From: Hannes Reinecke <hare@suse.de>
To: Mike Christie <michaelc@cs.wisc.edu>
Cc: James.Smart@emulex.com, "Elliott,
Robert (Server Storage)" <Elliott@hp.com>,
"emilne@redhat.com" <emilne@redhat.com>,
SCSI Mailing List <linux-scsi@vger.kernel.org>,
Andrew Vasquez <andrew.vasquez@qlogic.com>,
Chad Dupuis <chad.dupuis@qlogic.com>,
James Bottomley <James.Bottomley@HansenPartnership.com>
Subject: Re: Error handling on FC devices
Date: Mon, 03 Dec 2012 08:15:10 +0100 [thread overview]
Message-ID: <50BC517E.4090208@suse.de> (raw)
In-Reply-To: <50B8E4AC.8@cs.wisc.edu>
On 11/30/2012 05:54 PM, Mike Christie wrote:
> On 11/30/2012 05:44 AM, Hannes Reinecke wrote:
>> On 11/29/2012 05:02 PM, James Smart wrote:
>>> Always possible - but.... Our f/w works at the FCP level and
>>> below, which means it doesn't know/do SCSI commands - e.g what the
>>> cdb within the FCP CMD frame is; know anything about SCSI device
>>> classes and state; etc. And it shouldn't be required to do so.
>>> Anytime this has been there in the past, it's been problematic.
>>>
>>> if we want to do this - we should add it to the midlayer/transport.
>>>
>> D'accord. Transport layer looks like a good fit.
>>
>> What we should be doing is hooking up 'bus_reset' to be equivalent to
>> REMOVE I_T NEXUS (SAS is already doing this).
>
> Do you mean the scsi eh bus reset callout and if so does that work on
> multiple targets but REMOVE I_T NEXUS only will operate on one at a
> time? I think it would be cleaner to add a new callout that works like
> the target reset one where the scsi-ml loops over the targets for the
> drivers.
>
Well, looking at QLogic and Emulex both emulate a bus reset with a
loop over each target and invoke a target reset there.

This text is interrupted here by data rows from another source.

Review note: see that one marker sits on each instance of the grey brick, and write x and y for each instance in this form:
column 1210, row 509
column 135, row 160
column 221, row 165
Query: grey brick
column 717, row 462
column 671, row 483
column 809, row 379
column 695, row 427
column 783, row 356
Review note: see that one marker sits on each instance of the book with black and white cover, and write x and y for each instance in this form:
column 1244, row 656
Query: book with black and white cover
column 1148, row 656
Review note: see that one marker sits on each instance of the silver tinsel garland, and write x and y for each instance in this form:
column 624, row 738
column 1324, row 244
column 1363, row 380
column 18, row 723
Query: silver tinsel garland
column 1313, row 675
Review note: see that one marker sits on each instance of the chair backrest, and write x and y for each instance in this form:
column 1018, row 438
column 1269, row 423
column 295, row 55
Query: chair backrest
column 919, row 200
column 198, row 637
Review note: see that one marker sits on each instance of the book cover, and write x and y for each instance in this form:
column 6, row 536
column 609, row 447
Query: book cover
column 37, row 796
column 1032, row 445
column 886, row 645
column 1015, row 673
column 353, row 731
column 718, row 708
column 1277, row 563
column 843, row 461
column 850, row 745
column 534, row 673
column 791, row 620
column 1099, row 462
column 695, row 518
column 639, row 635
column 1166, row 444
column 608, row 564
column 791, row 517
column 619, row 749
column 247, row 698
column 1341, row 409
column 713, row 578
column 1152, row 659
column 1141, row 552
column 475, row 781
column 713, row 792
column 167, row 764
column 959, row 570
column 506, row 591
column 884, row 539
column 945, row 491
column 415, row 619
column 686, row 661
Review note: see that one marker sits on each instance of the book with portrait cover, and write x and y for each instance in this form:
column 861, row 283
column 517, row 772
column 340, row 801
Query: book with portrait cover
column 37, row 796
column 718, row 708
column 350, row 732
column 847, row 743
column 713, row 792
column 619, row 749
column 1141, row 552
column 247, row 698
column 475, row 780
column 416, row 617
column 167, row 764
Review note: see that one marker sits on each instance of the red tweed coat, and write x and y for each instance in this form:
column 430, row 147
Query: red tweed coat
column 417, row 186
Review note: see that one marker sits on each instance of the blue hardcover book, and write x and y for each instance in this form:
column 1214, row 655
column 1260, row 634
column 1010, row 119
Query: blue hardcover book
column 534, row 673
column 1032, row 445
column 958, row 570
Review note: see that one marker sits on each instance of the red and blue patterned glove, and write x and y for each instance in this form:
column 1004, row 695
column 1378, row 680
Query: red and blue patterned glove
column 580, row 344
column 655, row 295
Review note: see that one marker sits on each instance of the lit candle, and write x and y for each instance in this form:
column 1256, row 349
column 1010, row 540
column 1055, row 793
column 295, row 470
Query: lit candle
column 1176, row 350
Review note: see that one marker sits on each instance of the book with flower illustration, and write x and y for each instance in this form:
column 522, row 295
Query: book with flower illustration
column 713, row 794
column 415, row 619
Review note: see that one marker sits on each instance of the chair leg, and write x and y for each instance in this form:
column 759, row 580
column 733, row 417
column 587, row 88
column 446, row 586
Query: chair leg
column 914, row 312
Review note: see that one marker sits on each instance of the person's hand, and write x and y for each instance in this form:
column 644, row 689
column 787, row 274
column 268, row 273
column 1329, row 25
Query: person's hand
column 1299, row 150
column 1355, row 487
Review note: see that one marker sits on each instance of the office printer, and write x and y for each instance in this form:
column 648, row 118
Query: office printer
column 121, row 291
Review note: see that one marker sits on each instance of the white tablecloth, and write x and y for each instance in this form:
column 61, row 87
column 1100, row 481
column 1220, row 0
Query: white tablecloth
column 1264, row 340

I somewhat fail to see the rationale behind it, other than emulating
the bus reset behaviour on SPI.
Given that the original target reset already failed (otherwise we
wouldn't be doing a bus reset), I doubt a _second_ target reset
will lead to a different result.
So invoking REMOVE I_T NEXUS here can only improve matters :-)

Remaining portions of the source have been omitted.